No. 9 is a tall, rangy horse familiar with people but a good 300 pounds underweight. His ribs protrude beneath his skin. He has no fat on his body and little muscle, and he is in the last stages of starvation.

In a stall across from him stands No. 26, an emaciated bay gelding with probable stomach parasites. He watches over No. 17, a skittish 6-month-old filly in the next stall that flinches at an extended hand.

Outside, in a pasture, there's No. 3, another skinny horse, with an abscessed tooth, and several other horses that have had so little contact with people that they're virtually wild.

They are among 26 horses, many starving and neglected, that were taken May 13 from a farm in Garrett County to the Days End Farm Horse Rescue facility in Woodbine in Howard County.

The horses, in addition to cattle and goats, were found in a muddy field devoid of much grass, where the hungry animals had apparently gnawed away tree bark to stay alive, said a rescue farm official and a volunteer with the Garrett Humane Society.
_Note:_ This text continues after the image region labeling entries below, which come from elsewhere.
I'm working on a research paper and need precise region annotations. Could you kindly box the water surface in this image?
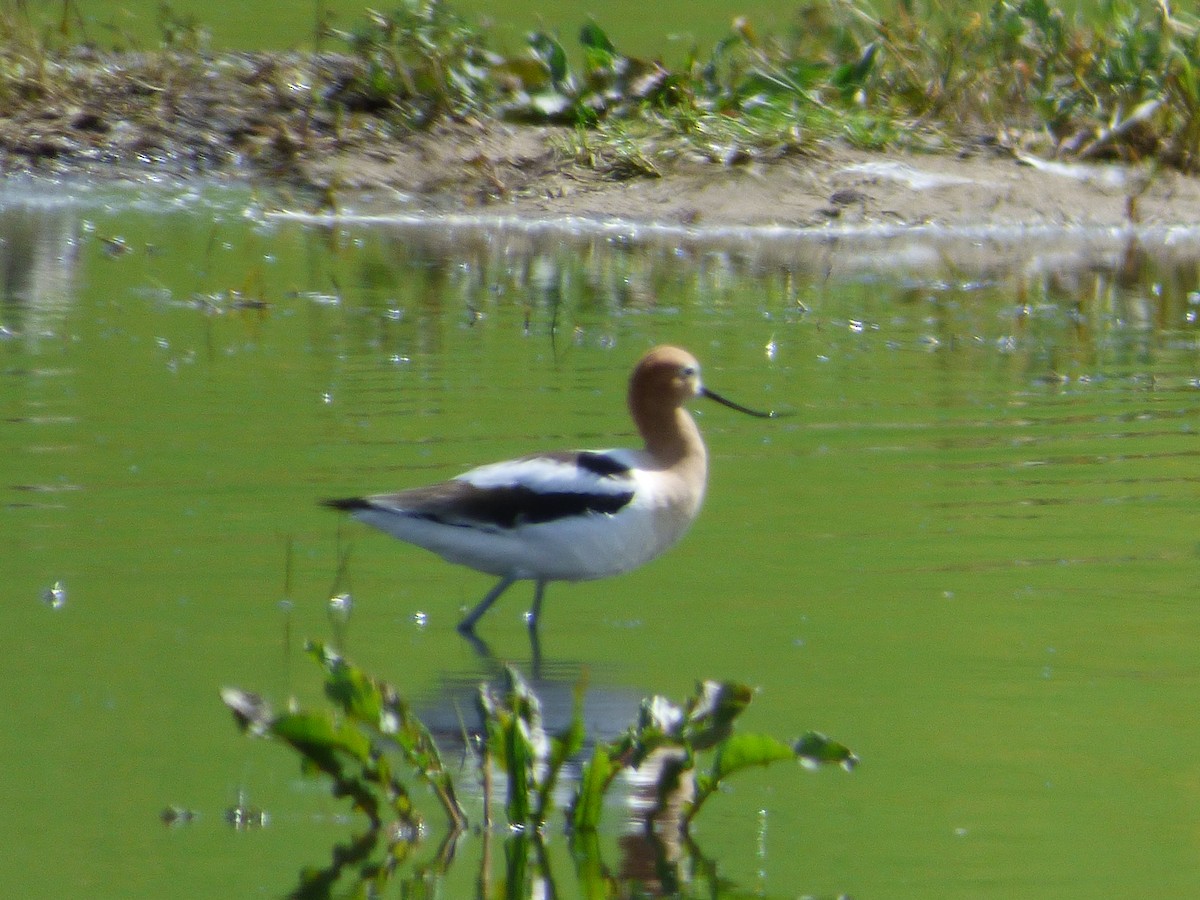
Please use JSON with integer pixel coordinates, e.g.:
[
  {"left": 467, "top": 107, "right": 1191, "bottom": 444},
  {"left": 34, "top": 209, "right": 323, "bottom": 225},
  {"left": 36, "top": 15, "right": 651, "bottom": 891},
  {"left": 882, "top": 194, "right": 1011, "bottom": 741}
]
[{"left": 0, "top": 180, "right": 1200, "bottom": 896}]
The field was also littered with animal remains, some of which appeared to have been burned in a refuse pile, the rescue farm official said.

The animals were taken from the field at the behest of the Garrett Humane Society after an inspection by a local veterinarian, said Deb Clatterbuck, a volunteer investigator with the Humane Society. An anonymous caller had contacted the agency about the situation.
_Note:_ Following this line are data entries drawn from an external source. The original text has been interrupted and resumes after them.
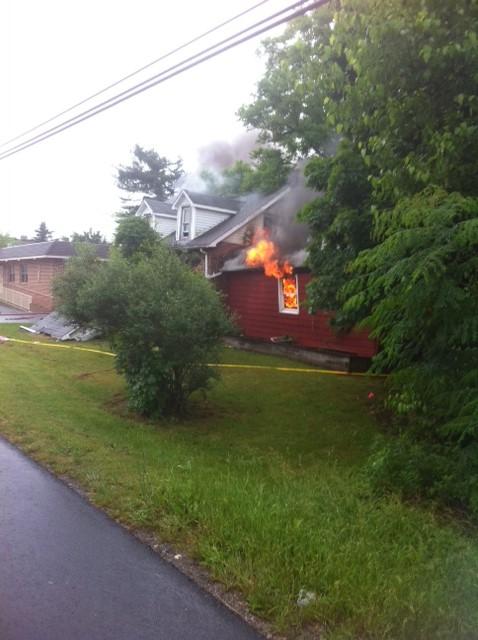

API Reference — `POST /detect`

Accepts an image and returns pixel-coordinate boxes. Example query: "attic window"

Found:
[277,275,299,315]
[179,207,191,239]
[20,262,28,282]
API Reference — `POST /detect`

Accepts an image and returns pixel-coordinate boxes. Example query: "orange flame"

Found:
[246,231,294,280]
[282,277,299,309]
[246,231,299,309]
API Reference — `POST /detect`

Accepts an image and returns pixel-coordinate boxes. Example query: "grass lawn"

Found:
[0,325,478,640]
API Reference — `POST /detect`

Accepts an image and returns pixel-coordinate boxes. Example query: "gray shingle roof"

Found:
[143,198,176,216]
[0,240,110,260]
[184,187,289,249]
[181,163,319,249]
[183,189,242,211]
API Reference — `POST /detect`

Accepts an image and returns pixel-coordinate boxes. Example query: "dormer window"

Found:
[179,206,191,240]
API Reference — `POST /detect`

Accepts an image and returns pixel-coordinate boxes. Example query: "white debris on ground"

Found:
[297,589,317,607]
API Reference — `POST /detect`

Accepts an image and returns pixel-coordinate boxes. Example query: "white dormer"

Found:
[172,189,241,243]
[136,197,176,237]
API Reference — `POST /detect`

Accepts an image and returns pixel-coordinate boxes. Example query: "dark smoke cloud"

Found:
[198,131,257,173]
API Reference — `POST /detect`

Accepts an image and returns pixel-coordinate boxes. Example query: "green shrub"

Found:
[55,242,231,416]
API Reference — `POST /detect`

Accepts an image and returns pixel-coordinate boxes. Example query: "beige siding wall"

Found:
[2,258,65,311]
[153,215,176,236]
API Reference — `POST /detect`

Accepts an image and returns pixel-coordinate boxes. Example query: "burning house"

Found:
[138,169,376,358]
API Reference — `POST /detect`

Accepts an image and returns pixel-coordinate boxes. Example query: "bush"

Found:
[365,433,478,518]
[55,243,231,416]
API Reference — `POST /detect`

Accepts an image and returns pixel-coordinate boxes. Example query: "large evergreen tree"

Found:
[116,145,183,208]
[241,0,478,514]
[33,222,53,242]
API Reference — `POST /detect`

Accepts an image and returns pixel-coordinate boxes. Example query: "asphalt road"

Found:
[0,439,260,640]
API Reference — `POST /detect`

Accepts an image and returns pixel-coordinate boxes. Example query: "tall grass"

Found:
[0,329,478,640]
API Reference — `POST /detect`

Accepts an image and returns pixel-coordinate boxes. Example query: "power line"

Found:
[0,0,329,160]
[0,0,309,160]
[0,0,271,148]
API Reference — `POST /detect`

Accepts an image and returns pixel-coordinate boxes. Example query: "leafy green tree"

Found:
[55,243,230,416]
[0,233,13,249]
[33,222,53,242]
[71,227,106,244]
[343,187,478,515]
[114,216,160,258]
[300,140,373,318]
[241,0,478,514]
[116,145,184,208]
[321,0,478,207]
[239,8,333,158]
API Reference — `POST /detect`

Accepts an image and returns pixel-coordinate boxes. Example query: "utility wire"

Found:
[0,0,308,160]
[0,0,329,160]
[0,0,271,148]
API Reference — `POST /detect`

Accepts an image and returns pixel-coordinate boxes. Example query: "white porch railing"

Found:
[0,284,33,311]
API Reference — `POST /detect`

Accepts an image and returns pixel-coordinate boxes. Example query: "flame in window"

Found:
[246,230,299,312]
[281,276,299,309]
[246,231,294,280]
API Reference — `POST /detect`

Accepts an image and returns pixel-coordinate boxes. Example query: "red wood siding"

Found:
[218,270,377,358]
[2,258,65,311]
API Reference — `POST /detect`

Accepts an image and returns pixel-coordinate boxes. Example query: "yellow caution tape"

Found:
[1,338,386,378]
[6,338,116,358]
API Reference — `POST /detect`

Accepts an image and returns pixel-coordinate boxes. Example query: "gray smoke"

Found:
[198,131,257,173]
[224,162,320,271]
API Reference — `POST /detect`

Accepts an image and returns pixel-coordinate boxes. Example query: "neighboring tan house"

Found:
[137,169,377,358]
[0,240,109,312]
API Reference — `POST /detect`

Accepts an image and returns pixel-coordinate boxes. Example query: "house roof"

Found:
[174,189,242,213]
[183,187,290,249]
[0,240,110,262]
[181,162,320,249]
[143,197,176,216]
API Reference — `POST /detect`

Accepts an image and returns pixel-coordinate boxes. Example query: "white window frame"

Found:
[277,274,300,316]
[179,204,193,240]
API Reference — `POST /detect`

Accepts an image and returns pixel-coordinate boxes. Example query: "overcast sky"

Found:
[0,0,289,237]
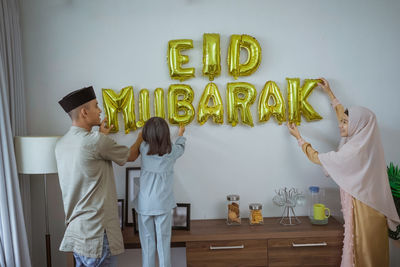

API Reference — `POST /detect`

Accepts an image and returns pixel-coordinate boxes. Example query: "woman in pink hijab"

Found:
[288,78,400,267]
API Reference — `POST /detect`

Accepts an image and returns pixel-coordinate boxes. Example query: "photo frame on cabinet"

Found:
[125,167,140,226]
[171,203,190,231]
[117,199,125,230]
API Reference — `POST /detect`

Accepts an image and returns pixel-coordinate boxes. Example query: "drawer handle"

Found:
[210,245,244,250]
[292,242,328,248]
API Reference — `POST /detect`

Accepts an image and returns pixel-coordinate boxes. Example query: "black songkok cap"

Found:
[58,86,96,113]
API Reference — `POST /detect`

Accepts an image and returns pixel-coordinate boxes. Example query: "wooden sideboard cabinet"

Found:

The veterinarian, Fred Adams, said Friday: "The basic problem is [that] too many horses and cattle on too limited an amount of property with inadequate nutrition resulted in a lot of very thin, emaciated, weak animals."

Clatterbuck declined to identify the animals' owner, saying that information was being gathered.
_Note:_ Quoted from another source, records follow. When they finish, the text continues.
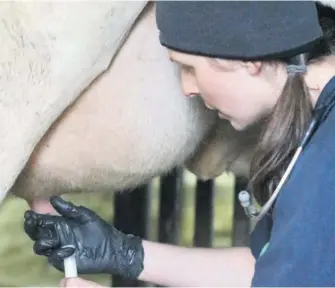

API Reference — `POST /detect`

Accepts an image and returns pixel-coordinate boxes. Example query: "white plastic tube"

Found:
[62,245,78,278]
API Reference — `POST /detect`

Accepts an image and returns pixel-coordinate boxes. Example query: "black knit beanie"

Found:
[156,0,323,60]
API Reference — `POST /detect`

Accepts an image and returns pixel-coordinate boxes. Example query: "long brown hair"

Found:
[249,3,335,205]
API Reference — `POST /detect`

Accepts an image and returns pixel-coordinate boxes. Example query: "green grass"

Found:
[0,173,234,287]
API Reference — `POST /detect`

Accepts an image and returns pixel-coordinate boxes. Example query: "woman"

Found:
[24,1,335,286]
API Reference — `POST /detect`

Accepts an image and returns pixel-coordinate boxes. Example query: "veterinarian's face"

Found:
[169,50,286,130]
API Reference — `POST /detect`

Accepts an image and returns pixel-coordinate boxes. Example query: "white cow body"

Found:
[0,1,254,207]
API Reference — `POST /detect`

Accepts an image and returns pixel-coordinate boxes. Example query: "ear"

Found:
[242,61,263,76]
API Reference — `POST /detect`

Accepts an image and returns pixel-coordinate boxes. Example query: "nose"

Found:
[180,71,200,97]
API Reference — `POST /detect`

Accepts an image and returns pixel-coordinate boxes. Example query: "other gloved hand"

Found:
[24,197,144,279]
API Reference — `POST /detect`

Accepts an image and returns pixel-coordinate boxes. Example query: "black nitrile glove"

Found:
[24,197,144,279]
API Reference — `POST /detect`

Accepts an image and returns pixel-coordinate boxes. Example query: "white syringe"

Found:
[62,245,78,278]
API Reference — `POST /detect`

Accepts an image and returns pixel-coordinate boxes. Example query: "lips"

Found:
[205,102,216,110]
[218,111,229,120]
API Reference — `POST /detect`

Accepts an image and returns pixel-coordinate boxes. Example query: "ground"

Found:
[0,173,234,287]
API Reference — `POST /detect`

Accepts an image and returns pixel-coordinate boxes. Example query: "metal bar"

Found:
[112,183,152,287]
[232,177,250,247]
[193,180,215,247]
[158,168,183,245]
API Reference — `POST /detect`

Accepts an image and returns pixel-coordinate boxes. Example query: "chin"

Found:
[229,121,246,131]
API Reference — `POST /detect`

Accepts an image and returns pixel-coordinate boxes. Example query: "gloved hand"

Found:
[24,197,144,279]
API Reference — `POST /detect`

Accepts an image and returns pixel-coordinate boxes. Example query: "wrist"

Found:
[107,234,144,279]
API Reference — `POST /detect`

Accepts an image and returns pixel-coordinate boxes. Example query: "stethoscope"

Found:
[238,116,318,220]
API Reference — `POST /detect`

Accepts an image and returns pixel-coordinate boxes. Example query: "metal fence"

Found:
[112,168,250,287]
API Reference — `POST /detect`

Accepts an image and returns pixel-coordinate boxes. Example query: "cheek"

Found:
[197,73,225,105]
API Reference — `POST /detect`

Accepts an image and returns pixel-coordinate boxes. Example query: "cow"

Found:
[0,1,258,210]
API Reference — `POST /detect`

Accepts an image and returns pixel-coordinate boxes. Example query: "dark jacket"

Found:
[251,77,335,287]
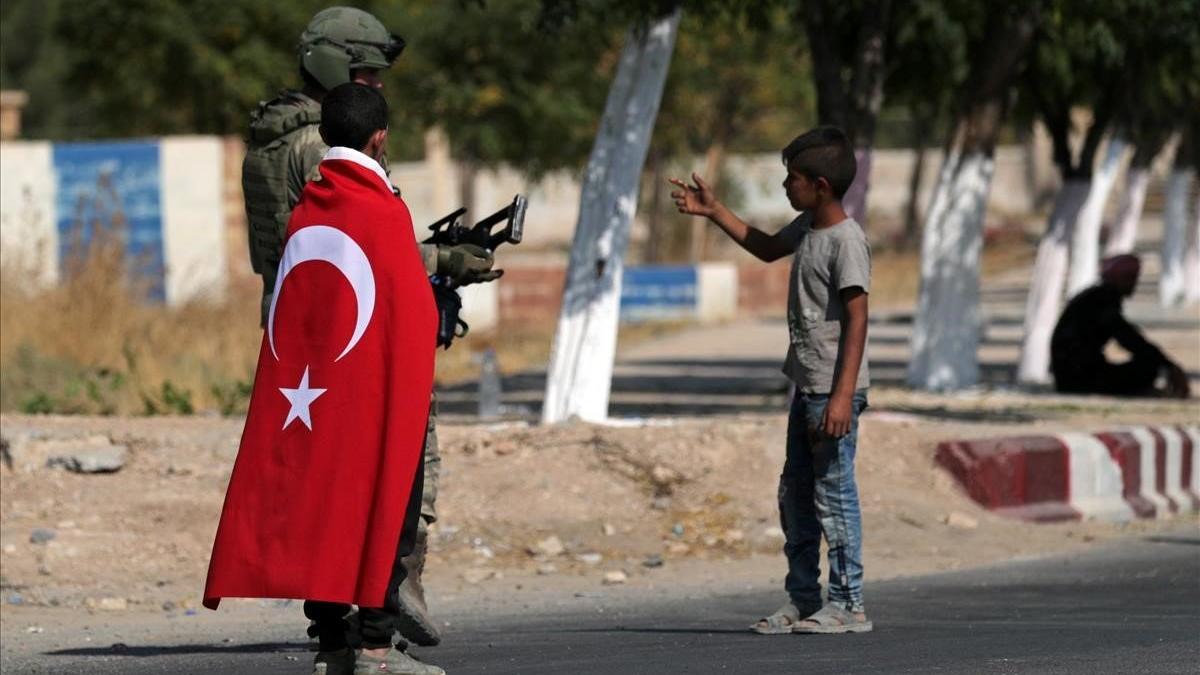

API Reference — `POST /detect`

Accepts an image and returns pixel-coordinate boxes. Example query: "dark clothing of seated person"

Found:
[1050,255,1189,399]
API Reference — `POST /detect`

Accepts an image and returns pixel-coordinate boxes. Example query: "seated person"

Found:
[1050,255,1190,399]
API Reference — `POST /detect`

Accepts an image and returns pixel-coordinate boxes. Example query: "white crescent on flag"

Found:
[266,225,376,362]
Garrett State's Attorney Lisa Thayer Welch said Friday that the investigation was being conducted by the Humane Society, which under Maryland law can seek charges through District Court.

A District Court commissioner would review an application. If probable cause is found, the court would issue the appropriate charges via a summons or a warrant, she said. Her office would prosecute. She said an investigation was under way.

The horses were taken in a trailer convoy to Days End. The other animals were taken elsewhere.

"We took in 26 horses," said Susan Mitchell, development director at the rescue farm. "Their health condition ranges from poor to critically ill."